One of the moments I try to be so careful of as a rabbi is getting in the middle of a debate between two partners, or between parents and their children. When families used to stop by my office on their way out, I always made sure the parents gave permission before I offered snacks to students. Or when someone comes to me seeking validation in an argument, I also try to understand the bigger picture so I don’t end up in an uncomfortable position. There’s an often used phrase, “between a rock and a hard place,” describing a choice no one really wants to make or one that has negative consequences no matter how you look at it. Think about all the decisions you’ve had to make when you knew either option had potentially challenging outcomes.

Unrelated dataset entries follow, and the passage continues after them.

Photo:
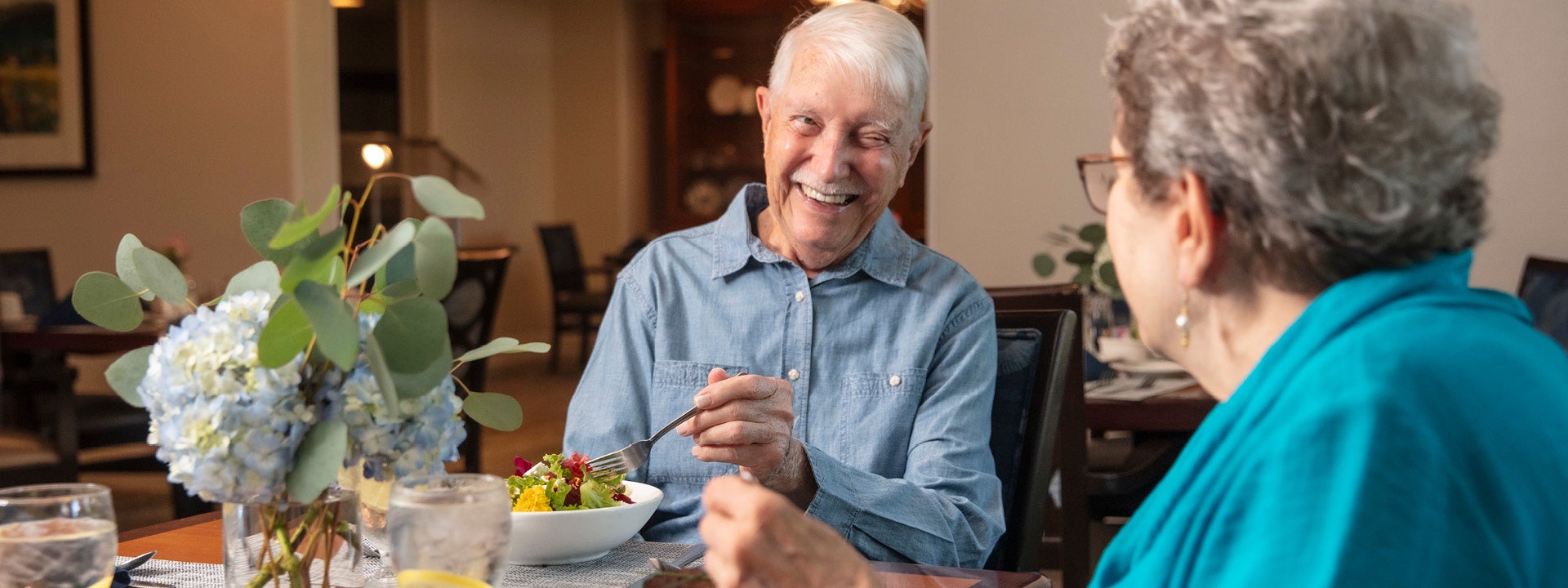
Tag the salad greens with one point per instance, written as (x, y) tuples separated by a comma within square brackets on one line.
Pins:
[(559, 483)]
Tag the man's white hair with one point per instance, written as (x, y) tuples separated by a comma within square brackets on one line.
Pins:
[(872, 42)]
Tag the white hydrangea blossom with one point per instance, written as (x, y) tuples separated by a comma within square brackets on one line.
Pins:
[(226, 425), (229, 427)]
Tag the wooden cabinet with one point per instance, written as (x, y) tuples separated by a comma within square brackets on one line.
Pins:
[(715, 54)]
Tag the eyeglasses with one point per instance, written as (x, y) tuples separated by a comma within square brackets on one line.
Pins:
[(1098, 175)]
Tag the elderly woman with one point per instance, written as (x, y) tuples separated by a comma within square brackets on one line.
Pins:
[(1291, 199)]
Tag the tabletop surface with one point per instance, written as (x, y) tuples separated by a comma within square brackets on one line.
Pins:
[(199, 540)]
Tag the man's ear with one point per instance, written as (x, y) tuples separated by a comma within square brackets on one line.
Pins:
[(764, 110), (1198, 231)]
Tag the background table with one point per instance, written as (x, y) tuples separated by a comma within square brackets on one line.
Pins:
[(199, 540)]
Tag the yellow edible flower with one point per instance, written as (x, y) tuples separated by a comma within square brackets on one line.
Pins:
[(532, 501)]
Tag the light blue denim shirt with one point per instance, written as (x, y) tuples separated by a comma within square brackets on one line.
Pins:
[(891, 354)]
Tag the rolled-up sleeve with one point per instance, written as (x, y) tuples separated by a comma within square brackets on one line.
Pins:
[(947, 507)]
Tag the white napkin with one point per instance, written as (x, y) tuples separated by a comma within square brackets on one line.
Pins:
[(1131, 390)]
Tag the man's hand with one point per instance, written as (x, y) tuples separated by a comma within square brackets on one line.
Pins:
[(756, 538), (748, 421)]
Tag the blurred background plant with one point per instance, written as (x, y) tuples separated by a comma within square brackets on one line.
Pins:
[(1085, 250)]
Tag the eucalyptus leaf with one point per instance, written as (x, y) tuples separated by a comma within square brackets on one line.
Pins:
[(434, 257), (400, 291), (287, 333), (298, 226), (301, 270), (336, 333), (1079, 257), (414, 385), (261, 276), (160, 274), (499, 345), (317, 460), (373, 305), (399, 269), (378, 255), (127, 372), (443, 199), (259, 221), (383, 373), (1045, 265), (105, 301), (323, 245), (491, 410), (412, 333), (126, 269)]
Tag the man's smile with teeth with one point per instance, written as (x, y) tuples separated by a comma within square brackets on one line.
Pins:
[(836, 199)]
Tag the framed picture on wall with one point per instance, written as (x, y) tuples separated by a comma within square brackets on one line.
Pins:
[(46, 115)]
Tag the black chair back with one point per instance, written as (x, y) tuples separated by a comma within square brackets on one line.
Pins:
[(1544, 287), (470, 318), (29, 274), (1034, 352), (564, 257)]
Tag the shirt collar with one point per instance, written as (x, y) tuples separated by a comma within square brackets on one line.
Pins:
[(884, 255)]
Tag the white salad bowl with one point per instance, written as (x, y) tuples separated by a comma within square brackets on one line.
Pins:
[(571, 537)]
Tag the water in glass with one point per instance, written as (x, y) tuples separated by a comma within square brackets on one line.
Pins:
[(57, 537), (452, 524)]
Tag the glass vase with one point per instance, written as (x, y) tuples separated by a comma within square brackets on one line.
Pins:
[(373, 496), (294, 545)]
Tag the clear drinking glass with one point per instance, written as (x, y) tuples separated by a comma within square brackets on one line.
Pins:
[(449, 524), (57, 537)]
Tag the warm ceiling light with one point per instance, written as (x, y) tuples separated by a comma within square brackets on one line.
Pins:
[(376, 156)]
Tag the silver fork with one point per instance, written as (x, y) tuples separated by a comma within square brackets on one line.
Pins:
[(632, 457)]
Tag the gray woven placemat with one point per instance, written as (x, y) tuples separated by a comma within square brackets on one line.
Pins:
[(621, 567)]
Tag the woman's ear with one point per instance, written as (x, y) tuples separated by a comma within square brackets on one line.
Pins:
[(1198, 231)]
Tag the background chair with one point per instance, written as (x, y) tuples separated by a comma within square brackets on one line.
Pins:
[(576, 306), (1067, 545), (1034, 350), (33, 455), (470, 317), (1544, 287)]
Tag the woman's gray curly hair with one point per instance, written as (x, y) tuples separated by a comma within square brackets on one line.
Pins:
[(1334, 137)]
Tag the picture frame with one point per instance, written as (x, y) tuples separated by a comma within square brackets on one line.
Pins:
[(46, 107)]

This week we read from Parshat Bo. Parshat Bo details the Exodus from Egypt. In this week’s Torah portion the Israelites are steps away from freedom, but Pharaoh refuses again to allow the Israelites to leave, and each of the three refusals brings with it one of the three final plagues. The narrative continues with the procedures for leaving Egypt, including putting the lamb’s blood on the doorpost, packing up, and recreating these events by celebrating Passover in future generations.
As you might recall from the text, the tenth and last plague is the most severe. Chapter 11, verse 5 teaches that in the plague of the killing of the firstborn, it was the firstborn of all Egyptians, from the firstborn of Pharaoh to the firstborn of the poor Egyptians working the millstones to even the firstborn of the cattle. This plague makes no distinction between ruling class and slave class, or even animals.
So why such a broad approach? One commentary reminds us that there were Egyptian slaves too, and the Israelites were slaves alongside the Egyptian slaves. Moses stood up for those who he saw being hurt or displaced, but we have no record of an Egyptian slave (other than the midwives) making any sort of prolonged protest against the treatment of the Israelites. This, perhaps, is why the plague does not distinguish them from anyone else in the community. No Egyptian, leader or slave, took action to stand up for the oppressed. Thus, their punishment was the same as those who were doing the oppressing.
What made Moses different? Given the choice between difficult things, Moses chose the more difficult one. We’ve all been given choices that leave us trying to decide between the best of the worst options. However, the Torah this week reminds us that our job is to think beyond ourselves, and sometimes the “hard place” for us is the place of freedom for generations to come.